We can then calculate the Flesch-Kincaid readability/complexity score with the `quanteda.textstats` package like so.

```{r}
speeches$flesch.kincaid <- textstat_readability(speeches$text, measure = "Flesch.Kincaid")

# returned as quanteda data.frame with document-level information;
# need just the score:
speeches$flesch.kincaid <- speeches$flesch.kincaid$Flesch.Kincaid
```

We want this information aggregated over each of our politicians: Gordon Brown, Jose Zapatero", David Cameron, and Mariano Rajoy.
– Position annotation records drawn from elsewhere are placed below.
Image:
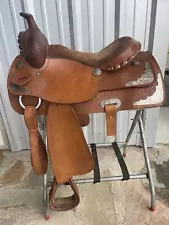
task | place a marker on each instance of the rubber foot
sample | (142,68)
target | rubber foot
(153,209)
(47,217)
These are recorded in the data under a column called "speaker."

```{r}
#get mean and standard deviation of Flesch-Kincaid, and N of speeches for each speaker
sum_corpus <- speeches %>%
  group_by(speaker) %>%
  summarise(mean = mean(flesch.kincaid, na.rm=TRUE),
                   SD=sd(flesch.kincaid, na.rm=TRUE),
                   N=length(speaker))

# calculate standard errors and confidence intervals
sum_corpus$se <- sum_corpus$SD / sqrt(sum_corpus$N)
sum_corpus$min <- sum_corpus$mean - 1.96*sum_corpus$se
sum_corpus$max <- sum_corpus$mean + 1.96*sum_corpus$se
```

And this gives us data in tidy format that looks like so. 

```{r}
sum_corpus
```

Which we can then plot---and we see that our results look like those in Figure 1 of the published article by @schoonvelde_liberals_2019. 


```{r}

ggplot(sum_corpus, aes(x=speaker, y=mean)) +
  geom_bar(stat="identity") + 
  geom_errorbar(ymin=sum_corpus$min,ymax=sum_corpus$max, width=.2) +
  coord_flip() +
  xlab("") +
  ylab("Mean Complexity") + 
  theme_minimal() + 
  ylim(c(0,20))

```

## Exercises

1. Compute distance measures such as "euclidean" or "manhattan" for the MP tweets as above, comparing between tweets by MPs and tweets by PM, Theresa May. 
2. Estimate at least three other complexity measures for the EU speeches as above. Consider how the results compare to the Flesch-Kincaid measure used in the article by @schoonvelde_liberals_2019.
3. (Advanced---optional) Estimate similarity scores between the MP tweets and the PM tweets for each week contained in the data. Plot the results.